Don’t Skip the Repeats
By Jeffrey Hyacinthe
Junk DNA: vestigial remains or the genome’s dark matter? For a long time, genetic repeats and transposable elements were characterized as such – useless, nuisances and unknowable. There was some sense to that vision. Once the 20 000 genes of the human genome were identified, these being the parts that actually did something, what could explain all the rest? Current research points towards regulation. There are promoters, enhancers and sequences contributing to structural integrity, but what about all the repeated sequences? In recent years, the body of evidence for the role and importance of repeats has grown considerably such that they should no longer be ignored.
What are repeats?
Repetitive sequences include simple repeats and transposable elements (TE). These genomic sequences are duplicated throughout the genome and encompass more than 50% of the human genome. Simple repeats are short repeated sequences in succession while TEs are DNA sequences that are able to relocate within the genome. The two main methods of transposition define the two TE classes. Retrotransposons transpose through a “copy and paste” mechanism whereby DNA is transcribed to RNA and that RNA is reverse-transcribed elsewhere within the genome. DNA transposons use a “cut and paste” mechanism where a DNA intermediate is used1. Their various origins, along with the mutations they undergo, has led to a complex phylogeny of TE families and subfamilies, each with their own properties and features. Through these two mechanisms, TEs spread multiple copies of themselves throughout the genome, most having lost the ability to be expressed or be further transposed.
Why were they overlooked?
While DNA sequences that hop around might seem like obvious elements of interest, it is worth noting that their repeated presence makes their analysis a challenge. Most sequencing approaches rely on mapping reads to a reference genome. Since repeated fragments map to multiple locations, TEs cannot be appropriately placed and are often discarded2.
In addition, TEs transpose simply because they can. Where they end up could disrupt normal gene function, but for the most part they do not affect anything and become degraded by genetic drift. In summary, TEs are mostly silent genomic sequences that do not code for relevant host genes, degrade over time and challenge our current genomic analysis approaches. They are not the most intuitive elements, are they?
Why are they worth considering?
Current approaches building upon databases such as repeatmasker3 enable increasingly accurate TE measurements that reveal their involvement with regulatory activity.

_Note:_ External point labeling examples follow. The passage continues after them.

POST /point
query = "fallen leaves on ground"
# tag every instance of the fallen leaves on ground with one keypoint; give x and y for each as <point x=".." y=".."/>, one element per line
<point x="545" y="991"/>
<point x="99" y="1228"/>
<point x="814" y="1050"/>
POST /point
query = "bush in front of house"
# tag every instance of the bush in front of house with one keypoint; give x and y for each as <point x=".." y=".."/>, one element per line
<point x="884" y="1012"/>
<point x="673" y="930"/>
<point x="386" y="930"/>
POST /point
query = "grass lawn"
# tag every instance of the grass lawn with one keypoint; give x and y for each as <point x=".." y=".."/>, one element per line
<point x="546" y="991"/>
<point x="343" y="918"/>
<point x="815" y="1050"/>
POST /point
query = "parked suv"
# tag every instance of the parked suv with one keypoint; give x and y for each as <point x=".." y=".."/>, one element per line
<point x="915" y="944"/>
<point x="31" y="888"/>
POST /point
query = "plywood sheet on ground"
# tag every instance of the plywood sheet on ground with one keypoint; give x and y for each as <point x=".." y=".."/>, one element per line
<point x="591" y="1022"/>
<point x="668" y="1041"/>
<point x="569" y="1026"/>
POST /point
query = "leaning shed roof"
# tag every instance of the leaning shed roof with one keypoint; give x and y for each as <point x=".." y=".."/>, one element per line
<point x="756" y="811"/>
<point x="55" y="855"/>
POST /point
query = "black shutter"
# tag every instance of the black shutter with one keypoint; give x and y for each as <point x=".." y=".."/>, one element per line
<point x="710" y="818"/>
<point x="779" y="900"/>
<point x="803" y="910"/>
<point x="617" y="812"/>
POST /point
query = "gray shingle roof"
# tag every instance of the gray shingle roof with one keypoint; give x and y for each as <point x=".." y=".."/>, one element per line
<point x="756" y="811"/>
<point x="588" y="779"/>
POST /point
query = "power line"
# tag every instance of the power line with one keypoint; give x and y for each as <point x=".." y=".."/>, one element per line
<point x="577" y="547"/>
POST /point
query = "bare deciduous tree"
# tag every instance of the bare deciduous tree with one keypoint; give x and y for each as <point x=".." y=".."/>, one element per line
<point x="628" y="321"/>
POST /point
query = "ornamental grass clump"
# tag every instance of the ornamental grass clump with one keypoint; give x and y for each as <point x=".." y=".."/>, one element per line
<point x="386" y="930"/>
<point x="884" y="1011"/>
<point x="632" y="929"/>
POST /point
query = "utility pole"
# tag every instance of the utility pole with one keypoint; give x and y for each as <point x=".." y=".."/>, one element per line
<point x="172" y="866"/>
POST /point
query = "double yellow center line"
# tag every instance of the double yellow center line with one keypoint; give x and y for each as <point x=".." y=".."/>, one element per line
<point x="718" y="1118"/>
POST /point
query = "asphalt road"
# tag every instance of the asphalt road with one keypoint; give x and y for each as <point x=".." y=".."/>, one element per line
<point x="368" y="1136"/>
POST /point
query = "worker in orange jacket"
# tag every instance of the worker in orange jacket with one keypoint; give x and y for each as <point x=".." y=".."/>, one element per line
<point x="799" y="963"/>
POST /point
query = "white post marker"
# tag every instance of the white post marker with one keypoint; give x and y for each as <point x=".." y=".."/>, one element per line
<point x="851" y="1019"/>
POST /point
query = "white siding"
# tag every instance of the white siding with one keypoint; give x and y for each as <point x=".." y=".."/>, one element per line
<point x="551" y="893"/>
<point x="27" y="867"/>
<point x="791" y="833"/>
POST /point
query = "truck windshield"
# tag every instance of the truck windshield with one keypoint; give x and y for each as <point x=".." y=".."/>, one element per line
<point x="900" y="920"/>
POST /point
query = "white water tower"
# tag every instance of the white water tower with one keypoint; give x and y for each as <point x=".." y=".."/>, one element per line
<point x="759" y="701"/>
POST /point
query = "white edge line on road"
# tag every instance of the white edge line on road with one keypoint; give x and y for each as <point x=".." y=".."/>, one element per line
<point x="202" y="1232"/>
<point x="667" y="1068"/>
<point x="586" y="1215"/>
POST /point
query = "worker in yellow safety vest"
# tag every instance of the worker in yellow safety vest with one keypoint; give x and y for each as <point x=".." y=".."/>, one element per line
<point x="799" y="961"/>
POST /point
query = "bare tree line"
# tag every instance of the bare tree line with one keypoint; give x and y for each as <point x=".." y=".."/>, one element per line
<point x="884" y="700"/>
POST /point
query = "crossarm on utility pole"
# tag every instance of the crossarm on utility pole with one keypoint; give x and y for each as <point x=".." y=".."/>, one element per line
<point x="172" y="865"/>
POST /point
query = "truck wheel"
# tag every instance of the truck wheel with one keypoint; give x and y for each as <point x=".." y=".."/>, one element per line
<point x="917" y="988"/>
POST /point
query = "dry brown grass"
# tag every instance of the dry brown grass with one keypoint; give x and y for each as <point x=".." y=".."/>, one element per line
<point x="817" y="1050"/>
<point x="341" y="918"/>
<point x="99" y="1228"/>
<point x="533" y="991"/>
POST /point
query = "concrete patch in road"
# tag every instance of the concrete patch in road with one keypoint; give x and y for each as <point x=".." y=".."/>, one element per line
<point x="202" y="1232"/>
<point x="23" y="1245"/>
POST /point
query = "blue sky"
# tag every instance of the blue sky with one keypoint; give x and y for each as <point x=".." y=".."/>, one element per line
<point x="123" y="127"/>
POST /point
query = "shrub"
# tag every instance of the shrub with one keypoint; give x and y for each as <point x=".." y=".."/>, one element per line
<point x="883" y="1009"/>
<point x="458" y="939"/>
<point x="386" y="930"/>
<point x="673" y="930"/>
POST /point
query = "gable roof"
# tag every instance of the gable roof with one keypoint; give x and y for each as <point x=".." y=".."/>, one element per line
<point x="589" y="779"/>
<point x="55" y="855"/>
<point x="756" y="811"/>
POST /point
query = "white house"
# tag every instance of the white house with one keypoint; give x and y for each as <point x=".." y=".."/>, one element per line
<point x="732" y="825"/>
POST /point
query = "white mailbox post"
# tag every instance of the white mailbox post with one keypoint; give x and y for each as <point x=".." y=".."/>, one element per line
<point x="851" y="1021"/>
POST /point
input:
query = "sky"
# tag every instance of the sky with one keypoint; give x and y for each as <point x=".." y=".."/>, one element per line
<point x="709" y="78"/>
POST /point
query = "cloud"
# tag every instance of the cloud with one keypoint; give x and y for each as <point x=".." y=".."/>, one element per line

In fact, the evidence of their role in regulation is so strong that instead of doubting TE’s utility, the question is now how wide-reaching is their influence? The most definitive impact of TEs is co-option, the integration of TEs as part of the host regulatory genome. For example, a MER41 TE integrated an interferon-inducible enhancer previously absent in a melanoma 2 (AIM2) gene regulating inflammation from viral infection. It has also been found that some TEs can still be expressed and their transcripts interact as non-coding RNA, which can lead to regulation of distant genes4. Furthermore, TE insertions are not random due to their preferences for various genome features and compartments1. Thus, TEs can be associated with other features of the genome such as the epigenome. LINE-1 TEs have been found to be hypomethylated in cancer and without methylation TEs are more likely to be expressed. The resulting increase in expression could be used as a cancer biomarker and lead to clinical applications5. In some of my own preliminary work, I find that TEs tend to be differentially represented across cell tissue types in histone mark ChIP-seq, suggesting that TEs involvement with regulation may be cell type specific. These examples are only a few of the various ways in which TEs have, and continue, to shape our genome.
It is worth remembering that even if repeats account for the majority of the genome, they are not the answer to everything. They still remain largely outside of genes and are mostly inactive. However, they could also be the overlooked component that just might explain your latest genetic discovery.
References
- 1. Bourque, G. et al. Ten things you should know about transposable elements. Genome Biol. 19, (2018).
- 2. Goerner-Potvin, P. & Bourque, G. Computational tools to unmask transposable elements. Nat. Rev. Genet. 19, 688–704 (2018).
- 3. Smit, A. F. A., Hubley, R. & Green, P. RepeatMasker Open-4.0. (2013).
- 4. Chuong, E. B., Elde, N. C. & Feschotte, C. Regulatory activities of transposable elements: from conflicts to benefits. Nat. Rev. Genet. 18, 71–86 (2017).
- 5. Ardeljan, D., Taylor, M. S., Ting, D. T. & Burns, K. H. The Human Long Interspersed Element-1 Retrotransposon: An Emerging Biomarker of Neoplasia. Clin. Chem. 63, 816–822 (2017).